# to walk the dog



## kloie

I would like to know how to say To walk the dog
for example
Every morning I walk the dog before school/before work
thanks in advance


----------



## NotNow

chodzić z psem


----------



## Piotr_WRF

The idiom would be rather _wychodzić z psem_. _Chodzić z psem_ means _to walk *with* a dog_.

My try for your example sentence:
_Every morning I walk the dog before school/before work._
_Każdego poranka przed szkołą/pracą wychodzę z psem._


----------



## dn88

You could also say "wyprowadzać psa (na spacer)" or "wychodzić z psem (na spacer)", which literally means "to take the dog out (for a walk)".

_Każdego poranka przed szkołą/pracą wychodzę z psem (na spacer)/wyprowadzam psa (na spacer)._


----------



## dreamlike

NotNow said:


> chodzić z psem



I would take it to mean that you are in a relationship with a dog. 

Piotr and dn99 are right with their translations. "Wyprowadzać psa na spacer" is different from the other suggestions to the extent that it is a tiny bit more formal.


----------



## NotNow

Ooops!

Sorry!


----------



## kknd

NotNow said:


> Ooops!
> 
> Sorry!


your version wasn't as bad as dreamlike is suggesting: you definitely would be understood and, moreover, nobody would accuse you of romantic relationship with your dog after this sentence  —it'd be only perceived as potential speech error (if someone noticed it), but in my opinion it'd be seen as more informal, dialectal, idolect or something similar…  nonetheless i'd also recommend _wychodzić z_ [instr.] and _wyprowadzać_ [acc.] if we are talking about purely correct langauge.


----------



## dreamlike

I was just joshing - of course the context would make clear what NotNow actually meant by saying this.


----------



## LilianaB

I agree with Kknd: some pepole talk like that in informal speech and there is nothing wrong about it. It even sounds kind of nice: wychodze z psem, chodze z psem, spaceruje z psem, would be other alternatives.  Wyprowadzac is the official version.


----------



## dreamlike

I would have no reservations about saying "Chodzę z psem" when someone had asked me what I was doing at the moment. That would be simply a name of the activity. Having given it some thought, some people I know say "Idę z psem" meaning "Wyprowadzam psa na spacer", so it's perfectly fine


----------



## Ben Jamin

I think we should make it clear that all the proposed translations can be ranged according to both precision and formality.
“Wyprowadzam psa na spacer” is the only translation that is not ambiguous.
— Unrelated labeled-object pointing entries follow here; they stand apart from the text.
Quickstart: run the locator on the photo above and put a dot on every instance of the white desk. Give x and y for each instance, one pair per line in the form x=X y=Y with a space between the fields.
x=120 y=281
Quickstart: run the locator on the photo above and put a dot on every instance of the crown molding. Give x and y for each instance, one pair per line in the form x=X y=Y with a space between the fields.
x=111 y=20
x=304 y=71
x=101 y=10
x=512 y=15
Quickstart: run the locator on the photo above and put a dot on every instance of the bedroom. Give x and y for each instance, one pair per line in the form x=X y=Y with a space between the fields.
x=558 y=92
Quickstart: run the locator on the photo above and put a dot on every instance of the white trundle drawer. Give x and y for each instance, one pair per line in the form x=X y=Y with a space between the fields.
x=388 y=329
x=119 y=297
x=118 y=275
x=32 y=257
It is precise, and can be used without problems in formal language, yet it is not really formal in the way that it couldn’t be used in an informal conversation.
All the others proposals are not only more colloquial, but they are also less precise and more ambiguous:
_wychodzę z psem _(without context): means only „I am taking the dog out”, and the reason is not stated. It can mean that I am taking the dog for a ride by car, or to the vet, or anything else.
_chodzę z psem _(without context): means only “I walk with the dog”. It can mean that I walk with the dog for my own protection, or that I see poorly and the dog helps me.


----------



## majlo

> _chodzę z psem (without context): means only “I walk with the dog”._


That's not true. It doesn't mean only _“I walk with the dog”. _It can mean that or "I'm walking with the dog".

Friend: - Co robisz?
You (jesteś właśnie na spacerze z psem): - Chodzę z psem. 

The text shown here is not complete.